Single-electron shell occupation and effective $g$ factor in few-electron nanowire quantum dots

Nanowire double quantum dots occupied by an even number of electrons are investigated in the context of energy level structure revealed by electric dipole spin resonance measurements. We use a numerically exact configuration interaction approach up to six electrons for systems tuned to a Pauli spin blockade regime. We point out the differences between the spectra of systems with two and a greater number of electrons. For two electrons the unequal length of the dots results in a different effective $g$ factor in the dots as observed by the recent experiments. For an increased number of electrons the $g-\text{factor}$ difference between the dots appears already for symmetric systems and it is greatly amplified when the dots are of unequal length. We find that the energy splitting defining the resonant electric dipole spin frequency can be quite precisely described by the two electrons involved in the Pauli blockade with the lower-energy occupied states forming a frozen core.

Figure 1

Energy spectra of a two-electron double dot system. (a) Symmetric system with the dots width equal to 100 nm. (b) Asymmetric configuration: width of the left dot is 150 nm and the width of the right one is 50 nm. Inset in (a) shows the energy spectrum including the ground state (2,0) singlet. The insets in (b) depict the spin densities with the color curves presented in arbitrary units.

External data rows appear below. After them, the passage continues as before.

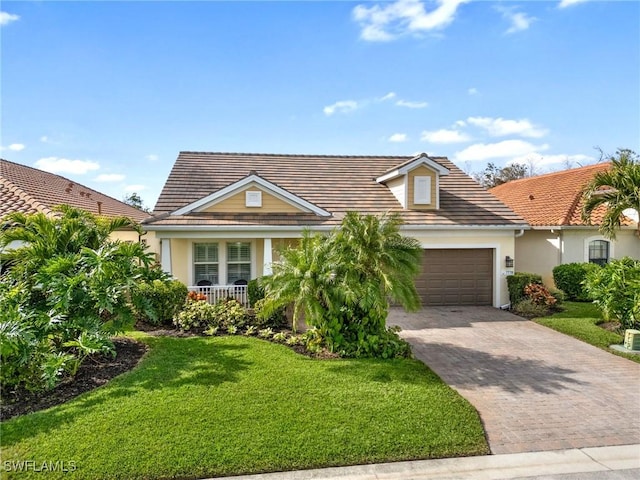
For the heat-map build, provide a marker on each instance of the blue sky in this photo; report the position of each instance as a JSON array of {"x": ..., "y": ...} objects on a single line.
[{"x": 108, "y": 93}]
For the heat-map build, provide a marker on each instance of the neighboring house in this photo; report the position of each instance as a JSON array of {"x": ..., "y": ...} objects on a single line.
[
  {"x": 552, "y": 205},
  {"x": 29, "y": 190},
  {"x": 221, "y": 218}
]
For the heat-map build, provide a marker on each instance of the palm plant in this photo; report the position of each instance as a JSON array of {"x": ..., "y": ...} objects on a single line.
[
  {"x": 618, "y": 189},
  {"x": 304, "y": 278},
  {"x": 378, "y": 261}
]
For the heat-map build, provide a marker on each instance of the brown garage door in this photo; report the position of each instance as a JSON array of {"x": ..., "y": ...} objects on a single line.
[{"x": 457, "y": 276}]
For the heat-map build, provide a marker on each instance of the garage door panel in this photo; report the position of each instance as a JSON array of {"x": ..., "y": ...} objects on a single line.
[{"x": 456, "y": 277}]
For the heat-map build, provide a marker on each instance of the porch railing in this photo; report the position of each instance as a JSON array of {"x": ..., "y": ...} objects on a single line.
[{"x": 215, "y": 293}]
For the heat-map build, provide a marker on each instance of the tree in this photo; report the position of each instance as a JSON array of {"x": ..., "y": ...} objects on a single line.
[
  {"x": 493, "y": 176},
  {"x": 65, "y": 289},
  {"x": 617, "y": 189},
  {"x": 343, "y": 282},
  {"x": 135, "y": 201}
]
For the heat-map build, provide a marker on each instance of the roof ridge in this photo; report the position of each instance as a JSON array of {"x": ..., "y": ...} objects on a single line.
[
  {"x": 12, "y": 187},
  {"x": 303, "y": 155}
]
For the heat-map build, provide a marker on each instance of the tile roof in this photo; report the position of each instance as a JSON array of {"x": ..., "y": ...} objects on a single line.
[
  {"x": 553, "y": 199},
  {"x": 334, "y": 183},
  {"x": 29, "y": 190}
]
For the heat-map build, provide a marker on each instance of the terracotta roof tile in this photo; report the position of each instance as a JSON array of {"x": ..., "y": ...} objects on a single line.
[
  {"x": 334, "y": 183},
  {"x": 553, "y": 199},
  {"x": 26, "y": 189}
]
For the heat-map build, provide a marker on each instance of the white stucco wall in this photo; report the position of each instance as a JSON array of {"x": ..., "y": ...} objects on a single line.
[{"x": 539, "y": 251}]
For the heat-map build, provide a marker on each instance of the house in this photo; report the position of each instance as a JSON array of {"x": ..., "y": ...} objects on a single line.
[
  {"x": 552, "y": 205},
  {"x": 29, "y": 190},
  {"x": 222, "y": 217}
]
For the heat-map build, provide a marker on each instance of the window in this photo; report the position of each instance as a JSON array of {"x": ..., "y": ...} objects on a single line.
[
  {"x": 253, "y": 198},
  {"x": 599, "y": 252},
  {"x": 422, "y": 190},
  {"x": 238, "y": 262},
  {"x": 205, "y": 263}
]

The black contours show the confinement potential.

Figure 2

Energy difference (the red-dashed curve) between the energy level of $T_{+}$ state and the degenerated energy level from Fig. 1 or two levels that correspond to states with opposite spin configurations from Fig. 1 (black curves).

Figure 3

(a) and (e) Single-electron charge densities and the potential profile. (b) and (f) Energy spectrum: The colors of the curves corresponds to the states from (a) and (e). (c) and (g) Energy levels from (b) and (f) shifted to compare the Zeeman splittings. (d) and (h) Sum of the single-electron energies as they enter into the configuration interaction approach.

Figure 4

$g_1^{*}/g_2^{*}$ versus the length of the dots for (a) two electrons, (b) four electrons, and (c) six electrons.

Figure 5

(a) Energy levels of the four-electron symmetric double dot in a (3,1) occupation regime depicted with black-solid curves. The red-dashed curves are energy levels of a two-electron system with excluded $s_{l,\uparrow }$ and $s_{l,\downarrow }$ single-electron orbitals that form a singlet closed shell. (b) Energy spectrum for an asymmetric system with $l_1=150$ nm and $l_2=50$ nm.

Figure 6

(a)–(c) Charge densities of single-electron states and the potential profile for symmetric quantum dots with $V_b=-14.21$ meV. (d) Single-electron energy spectrum.

Figure 7

(a) Six-electron energy spectrum for a symmetric system with $V_b=-30.125$ meV. Black curves correspond to the exact six-electron calculation. Red-dashed curves are obtained in the two-electron calculation with the basis excluding the four lowest energy single-electron spin orbitals. (b) Single-electron energy spectrum.